Division of Cardiology, Department of Medicine, University of North Carolina at Chapel Hill, Chapel Hill, North Carolina.
medRxiv. 2025 Jun 17:2025.06.16.25329708. doi: 10.1101/2025.06.16.25329708.
Machine learning (ML) approaches for propensity score estimation are increasingly used with the expectation of improving covariate balance and reducing bias, but their validity in selecting appropriate confounders remains controversial. In this study, we estimated the effectiveness of sacubitril/valsartan versus angiotensin-converting enzyme inhibitor and angiotensin receptor blocker on all-cause mortality among heart failure patients with implantable cardioverter defibrillators in the U.S. Department of Veterans Affairs from 2016 to 2020. We compared results from traditional logistic regression- and ML-based propensity score methods and benchmarked them against the PARADIGM-HF randomized trial. The estimate from logistic regression with confounder selection (HR = 0.93, 95% CI 0.61 - 1.42; 27-month RR = 0.87, 95% CI 0.59 - 1.21) most closely aligned with the trial result (HR = 0.81; 95% CI 0.61 - 1.06). In contrast, generalized boosting models did not outperform traditional logistic regression, and may amplify bias when combined with a data-driven confounder selection (HR = 0.63, 95% CI 0.31 - 1.30; RR = 0.61, 95% CI 0.33 - 1.04). Our findings suggest that ML-based propensity scores may introduce overadjustment bias and underscore the importance of subject-matter knowledge in causal inference with high-dimensional real-world data.

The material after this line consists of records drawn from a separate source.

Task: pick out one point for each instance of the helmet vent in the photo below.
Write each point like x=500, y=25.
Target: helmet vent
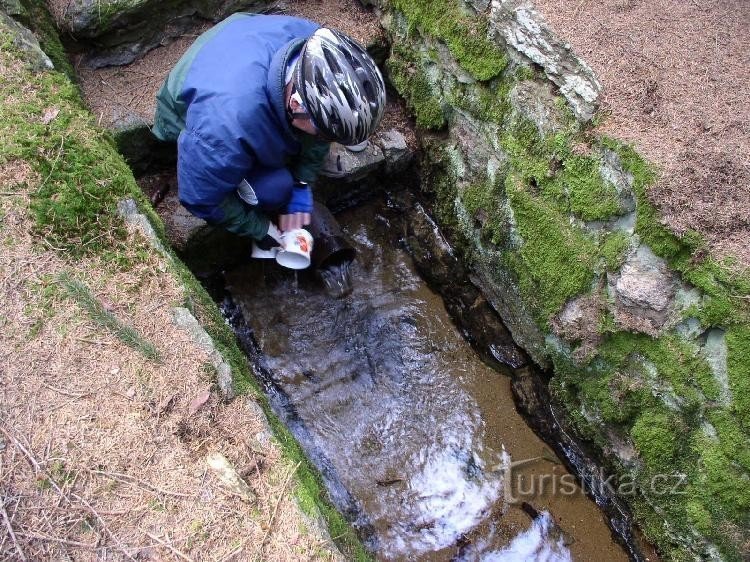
x=331, y=60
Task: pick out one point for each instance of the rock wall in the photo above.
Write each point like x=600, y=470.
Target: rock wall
x=120, y=31
x=647, y=335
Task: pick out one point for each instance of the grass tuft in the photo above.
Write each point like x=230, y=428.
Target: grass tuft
x=81, y=294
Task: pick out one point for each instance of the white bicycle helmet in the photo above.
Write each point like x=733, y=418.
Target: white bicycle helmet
x=340, y=86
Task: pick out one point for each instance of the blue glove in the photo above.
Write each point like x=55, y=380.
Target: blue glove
x=301, y=200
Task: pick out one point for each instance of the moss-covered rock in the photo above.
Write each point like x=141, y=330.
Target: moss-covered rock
x=555, y=224
x=83, y=179
x=121, y=31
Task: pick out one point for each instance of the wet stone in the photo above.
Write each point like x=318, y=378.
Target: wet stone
x=643, y=292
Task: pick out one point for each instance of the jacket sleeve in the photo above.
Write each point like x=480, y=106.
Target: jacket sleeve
x=208, y=174
x=306, y=166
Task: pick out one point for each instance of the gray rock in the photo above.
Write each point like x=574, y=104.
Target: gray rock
x=504, y=296
x=578, y=322
x=535, y=100
x=120, y=31
x=182, y=226
x=612, y=171
x=522, y=28
x=715, y=353
x=643, y=292
x=27, y=42
x=352, y=166
x=128, y=210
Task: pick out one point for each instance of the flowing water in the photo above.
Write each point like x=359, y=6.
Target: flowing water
x=417, y=439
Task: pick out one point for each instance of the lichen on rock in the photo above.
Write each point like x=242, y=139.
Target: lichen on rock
x=647, y=333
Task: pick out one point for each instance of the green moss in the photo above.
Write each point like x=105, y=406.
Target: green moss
x=465, y=35
x=738, y=370
x=483, y=201
x=676, y=362
x=487, y=102
x=83, y=177
x=589, y=196
x=570, y=180
x=550, y=246
x=655, y=438
x=407, y=74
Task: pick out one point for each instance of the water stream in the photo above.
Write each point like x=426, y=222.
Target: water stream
x=417, y=438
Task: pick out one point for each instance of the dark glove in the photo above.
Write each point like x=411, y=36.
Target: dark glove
x=301, y=200
x=271, y=240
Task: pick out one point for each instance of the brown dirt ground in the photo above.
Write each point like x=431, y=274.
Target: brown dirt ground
x=113, y=429
x=675, y=76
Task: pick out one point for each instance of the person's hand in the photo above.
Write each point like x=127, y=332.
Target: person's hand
x=299, y=208
x=271, y=240
x=294, y=221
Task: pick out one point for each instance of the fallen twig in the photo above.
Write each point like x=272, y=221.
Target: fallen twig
x=58, y=540
x=17, y=546
x=276, y=507
x=170, y=547
x=59, y=490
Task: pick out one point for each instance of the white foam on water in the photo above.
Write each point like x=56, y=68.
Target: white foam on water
x=536, y=544
x=451, y=495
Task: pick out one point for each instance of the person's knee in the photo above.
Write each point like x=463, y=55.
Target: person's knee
x=272, y=186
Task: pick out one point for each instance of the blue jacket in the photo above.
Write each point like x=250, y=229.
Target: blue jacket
x=224, y=104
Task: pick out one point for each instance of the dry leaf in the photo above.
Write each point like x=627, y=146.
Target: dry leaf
x=197, y=402
x=49, y=114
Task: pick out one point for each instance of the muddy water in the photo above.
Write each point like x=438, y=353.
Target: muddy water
x=418, y=440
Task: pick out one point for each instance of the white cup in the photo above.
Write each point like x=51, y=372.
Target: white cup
x=263, y=254
x=359, y=147
x=296, y=246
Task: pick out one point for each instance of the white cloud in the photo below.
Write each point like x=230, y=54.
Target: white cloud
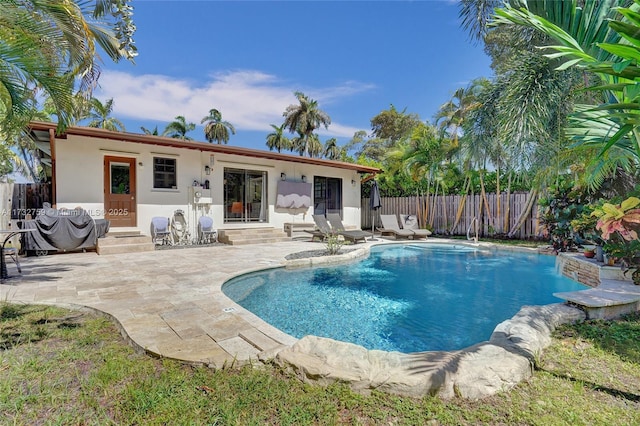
x=250, y=100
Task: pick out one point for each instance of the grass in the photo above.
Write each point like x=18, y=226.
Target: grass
x=67, y=367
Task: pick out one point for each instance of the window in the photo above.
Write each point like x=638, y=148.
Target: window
x=327, y=195
x=164, y=173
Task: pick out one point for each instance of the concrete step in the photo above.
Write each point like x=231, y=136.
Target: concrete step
x=126, y=248
x=251, y=236
x=257, y=241
x=115, y=241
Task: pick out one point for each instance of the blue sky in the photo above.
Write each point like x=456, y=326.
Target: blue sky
x=246, y=59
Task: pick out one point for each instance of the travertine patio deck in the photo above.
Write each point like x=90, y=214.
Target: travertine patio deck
x=168, y=302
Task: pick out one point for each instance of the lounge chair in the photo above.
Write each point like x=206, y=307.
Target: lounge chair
x=12, y=253
x=179, y=228
x=206, y=233
x=390, y=226
x=410, y=222
x=160, y=233
x=351, y=235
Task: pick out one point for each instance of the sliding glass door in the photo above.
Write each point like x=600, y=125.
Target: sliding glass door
x=245, y=195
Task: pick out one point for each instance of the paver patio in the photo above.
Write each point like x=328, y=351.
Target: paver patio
x=168, y=302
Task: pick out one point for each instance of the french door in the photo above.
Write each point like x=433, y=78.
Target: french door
x=245, y=195
x=120, y=203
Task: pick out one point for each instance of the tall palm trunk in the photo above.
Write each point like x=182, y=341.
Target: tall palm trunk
x=498, y=222
x=508, y=208
x=461, y=205
x=483, y=199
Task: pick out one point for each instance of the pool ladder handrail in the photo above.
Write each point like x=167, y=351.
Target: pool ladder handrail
x=473, y=221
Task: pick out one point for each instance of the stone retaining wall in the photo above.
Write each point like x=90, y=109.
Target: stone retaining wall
x=582, y=270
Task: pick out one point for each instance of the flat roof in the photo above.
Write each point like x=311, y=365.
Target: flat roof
x=40, y=130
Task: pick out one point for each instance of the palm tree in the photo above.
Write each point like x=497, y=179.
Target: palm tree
x=331, y=149
x=216, y=129
x=304, y=119
x=277, y=140
x=153, y=132
x=179, y=128
x=452, y=114
x=99, y=116
x=591, y=38
x=48, y=44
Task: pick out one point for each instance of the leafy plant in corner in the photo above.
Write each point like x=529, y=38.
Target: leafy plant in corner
x=619, y=224
x=334, y=242
x=563, y=205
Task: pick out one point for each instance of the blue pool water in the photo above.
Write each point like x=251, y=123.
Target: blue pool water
x=408, y=298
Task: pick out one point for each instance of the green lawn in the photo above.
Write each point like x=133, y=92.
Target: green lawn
x=66, y=367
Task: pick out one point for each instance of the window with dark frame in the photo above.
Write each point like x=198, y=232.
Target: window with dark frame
x=327, y=195
x=164, y=173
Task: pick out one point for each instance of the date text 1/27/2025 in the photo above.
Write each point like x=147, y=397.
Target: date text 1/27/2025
x=67, y=212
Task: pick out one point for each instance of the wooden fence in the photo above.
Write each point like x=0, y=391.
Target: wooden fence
x=20, y=200
x=443, y=209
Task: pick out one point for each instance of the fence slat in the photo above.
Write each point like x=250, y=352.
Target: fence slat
x=446, y=208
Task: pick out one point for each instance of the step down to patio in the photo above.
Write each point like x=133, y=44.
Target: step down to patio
x=236, y=237
x=116, y=242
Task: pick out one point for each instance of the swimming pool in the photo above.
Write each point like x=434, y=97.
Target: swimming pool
x=407, y=298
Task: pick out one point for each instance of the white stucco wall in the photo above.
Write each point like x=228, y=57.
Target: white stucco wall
x=80, y=174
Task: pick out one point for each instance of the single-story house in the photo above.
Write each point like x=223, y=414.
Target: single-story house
x=130, y=178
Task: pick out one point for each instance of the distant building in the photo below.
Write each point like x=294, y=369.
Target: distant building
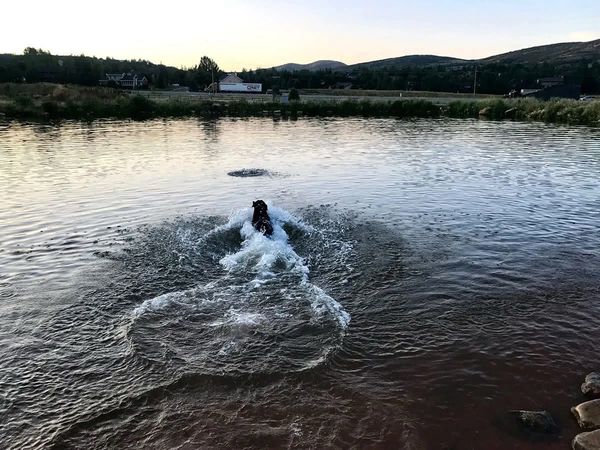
x=233, y=83
x=125, y=80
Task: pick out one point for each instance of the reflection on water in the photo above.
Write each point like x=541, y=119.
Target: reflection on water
x=136, y=309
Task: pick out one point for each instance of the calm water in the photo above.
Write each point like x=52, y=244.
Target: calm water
x=425, y=277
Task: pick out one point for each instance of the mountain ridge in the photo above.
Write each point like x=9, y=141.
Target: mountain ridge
x=562, y=52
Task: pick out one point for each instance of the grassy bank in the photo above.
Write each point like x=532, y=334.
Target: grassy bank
x=49, y=101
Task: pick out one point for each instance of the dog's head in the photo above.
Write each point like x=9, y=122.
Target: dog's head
x=260, y=205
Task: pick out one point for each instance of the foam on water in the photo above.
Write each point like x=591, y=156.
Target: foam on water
x=264, y=286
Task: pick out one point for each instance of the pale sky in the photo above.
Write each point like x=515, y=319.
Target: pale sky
x=263, y=33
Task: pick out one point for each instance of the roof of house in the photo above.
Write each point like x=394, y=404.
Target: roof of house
x=231, y=78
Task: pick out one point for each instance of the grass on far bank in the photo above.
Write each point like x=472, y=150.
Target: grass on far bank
x=52, y=101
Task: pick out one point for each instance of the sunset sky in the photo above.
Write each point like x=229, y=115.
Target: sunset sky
x=250, y=34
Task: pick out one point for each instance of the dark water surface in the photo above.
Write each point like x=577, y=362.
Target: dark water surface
x=424, y=278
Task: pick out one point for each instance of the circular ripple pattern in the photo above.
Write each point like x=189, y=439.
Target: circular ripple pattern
x=434, y=275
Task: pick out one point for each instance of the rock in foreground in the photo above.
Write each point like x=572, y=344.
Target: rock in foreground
x=587, y=441
x=588, y=414
x=591, y=386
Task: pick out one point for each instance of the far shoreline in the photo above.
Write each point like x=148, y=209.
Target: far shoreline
x=45, y=101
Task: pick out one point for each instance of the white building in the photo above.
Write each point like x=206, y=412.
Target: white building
x=233, y=83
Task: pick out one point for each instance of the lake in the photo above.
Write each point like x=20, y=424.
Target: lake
x=424, y=278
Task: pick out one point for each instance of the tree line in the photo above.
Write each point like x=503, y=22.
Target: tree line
x=36, y=65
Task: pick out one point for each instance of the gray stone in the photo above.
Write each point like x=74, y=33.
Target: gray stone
x=588, y=414
x=591, y=386
x=540, y=421
x=587, y=441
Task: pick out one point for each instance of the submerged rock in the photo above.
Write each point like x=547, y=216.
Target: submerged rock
x=587, y=441
x=249, y=173
x=538, y=421
x=588, y=414
x=591, y=385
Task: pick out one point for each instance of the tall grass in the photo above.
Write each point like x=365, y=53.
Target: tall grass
x=73, y=102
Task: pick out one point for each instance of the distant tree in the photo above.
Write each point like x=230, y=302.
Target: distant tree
x=294, y=95
x=31, y=51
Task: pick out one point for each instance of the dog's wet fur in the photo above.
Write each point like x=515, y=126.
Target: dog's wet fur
x=260, y=219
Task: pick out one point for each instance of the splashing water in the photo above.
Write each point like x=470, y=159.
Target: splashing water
x=254, y=316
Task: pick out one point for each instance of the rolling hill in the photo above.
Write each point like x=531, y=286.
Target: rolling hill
x=557, y=54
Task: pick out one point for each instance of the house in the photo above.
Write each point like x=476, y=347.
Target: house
x=125, y=80
x=232, y=83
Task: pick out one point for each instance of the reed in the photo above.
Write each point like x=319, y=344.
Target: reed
x=50, y=101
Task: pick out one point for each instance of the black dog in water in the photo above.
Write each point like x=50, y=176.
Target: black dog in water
x=260, y=219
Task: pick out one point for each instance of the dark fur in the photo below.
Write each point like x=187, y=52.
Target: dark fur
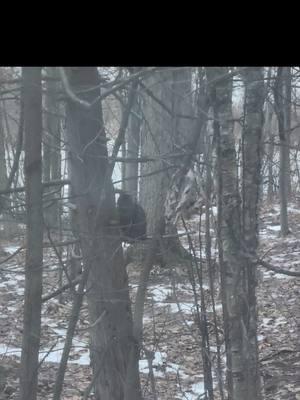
x=132, y=218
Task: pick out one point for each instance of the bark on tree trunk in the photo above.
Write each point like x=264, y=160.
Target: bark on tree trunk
x=234, y=265
x=133, y=147
x=107, y=287
x=34, y=235
x=284, y=172
x=252, y=134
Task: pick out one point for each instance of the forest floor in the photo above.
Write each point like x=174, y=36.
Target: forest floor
x=170, y=327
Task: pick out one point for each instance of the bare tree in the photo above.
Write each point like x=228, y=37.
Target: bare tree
x=34, y=234
x=281, y=94
x=237, y=308
x=107, y=287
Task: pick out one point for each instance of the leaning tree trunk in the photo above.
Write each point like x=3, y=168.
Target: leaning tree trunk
x=52, y=145
x=234, y=265
x=252, y=134
x=107, y=288
x=284, y=171
x=133, y=147
x=34, y=234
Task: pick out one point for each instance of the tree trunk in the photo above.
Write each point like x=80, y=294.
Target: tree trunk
x=234, y=265
x=284, y=172
x=52, y=156
x=252, y=134
x=34, y=234
x=107, y=287
x=133, y=147
x=270, y=152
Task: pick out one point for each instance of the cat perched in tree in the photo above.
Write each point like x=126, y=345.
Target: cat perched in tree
x=132, y=218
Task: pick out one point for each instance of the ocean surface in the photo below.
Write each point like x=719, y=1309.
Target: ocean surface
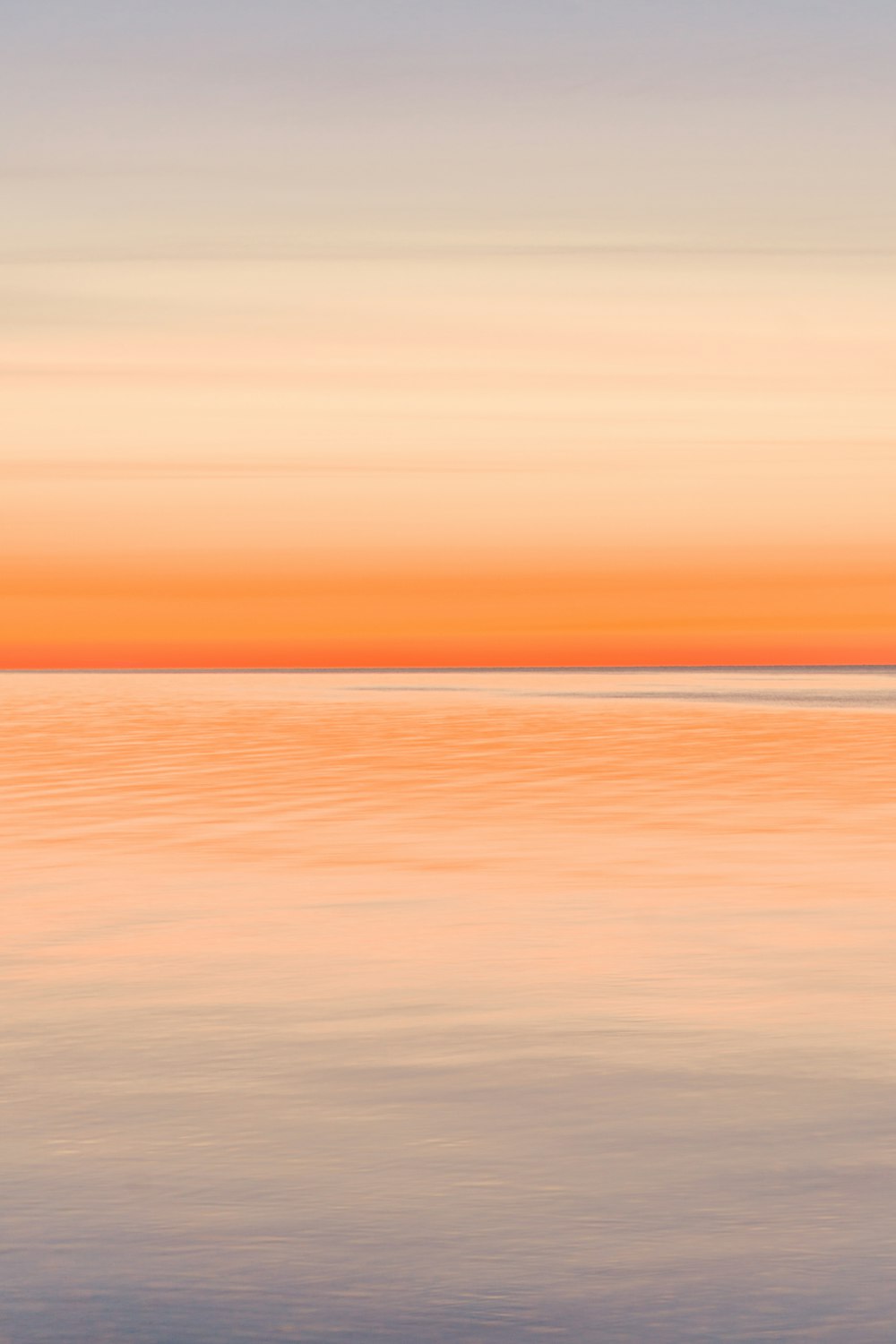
x=443, y=1008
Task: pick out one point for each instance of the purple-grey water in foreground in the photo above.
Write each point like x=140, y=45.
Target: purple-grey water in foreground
x=449, y=1008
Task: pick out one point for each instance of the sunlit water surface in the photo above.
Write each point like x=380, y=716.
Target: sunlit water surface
x=449, y=1007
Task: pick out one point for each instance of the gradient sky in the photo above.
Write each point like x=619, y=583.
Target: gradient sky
x=410, y=332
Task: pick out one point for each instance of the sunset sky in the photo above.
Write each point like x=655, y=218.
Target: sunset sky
x=373, y=332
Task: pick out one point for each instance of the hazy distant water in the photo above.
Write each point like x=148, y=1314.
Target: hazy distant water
x=449, y=1007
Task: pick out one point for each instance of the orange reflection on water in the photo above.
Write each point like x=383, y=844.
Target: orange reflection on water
x=432, y=997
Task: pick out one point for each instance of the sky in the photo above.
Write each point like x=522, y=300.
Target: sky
x=373, y=332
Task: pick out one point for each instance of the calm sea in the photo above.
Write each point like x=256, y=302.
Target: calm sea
x=443, y=1008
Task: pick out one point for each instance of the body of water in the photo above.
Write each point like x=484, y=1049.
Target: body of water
x=443, y=1008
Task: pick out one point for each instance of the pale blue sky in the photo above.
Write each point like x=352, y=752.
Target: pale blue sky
x=258, y=126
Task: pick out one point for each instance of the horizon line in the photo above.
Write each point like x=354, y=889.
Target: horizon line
x=492, y=667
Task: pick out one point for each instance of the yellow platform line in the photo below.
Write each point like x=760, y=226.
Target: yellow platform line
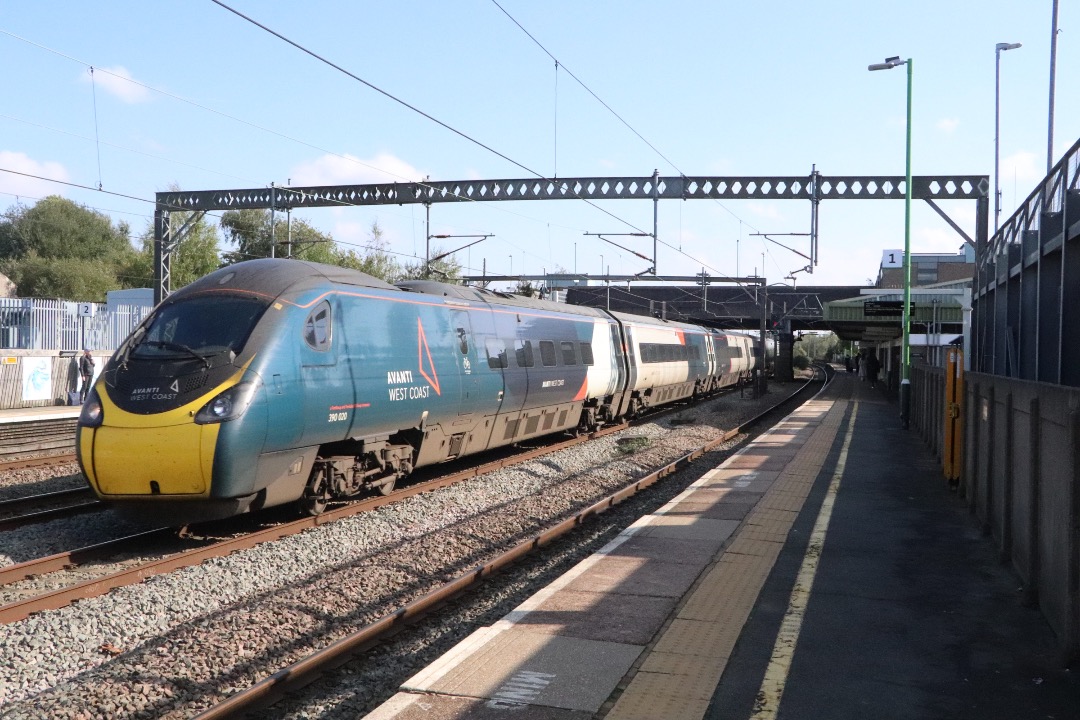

用于倾向评分估计的机器学习(ML)方法越来越多地被使用,期望能改善协变量平衡并减少偏差,但其在选择合适混杂因素方面的有效性仍存在争议。在本研究中,我们评估了沙库巴曲缬沙坦与血管紧张素转换酶抑制剂及血管紧张素受体阻滞剂相比,对2016年至2020年美国退伍军人事务部植入式心脏复律除颤器的心力衰竭患者全因死亡率的影响。我们比较了传统逻辑回归和基于ML的倾向评分方法的结果,并将其与PARADIGM-HF随机试验进行基准对比。采用混杂因素选择的逻辑回归估计值(HR = 0.93,95%CI 0.61 - 1.42;27个月RR = 0.87,95%CI 0.59 - 1.21)与试验结果(HR = 0.81;95%CI 0.61 - 1.06)最为接近。相比之下,广义提升模型并未优于传统逻辑回归,并且在与数据驱动的混杂因素选择相结合时可能会放大偏差(HR = 0.63,95%CI 0.31 - 1.30;RR = 0.61,95%CI 0.33 - 1.04)。我们的研究结果表明,基于ML的倾向评分可能会引入过度调整偏差,并强调了在高维真实世界数据的因果推断中专业知识的重要性。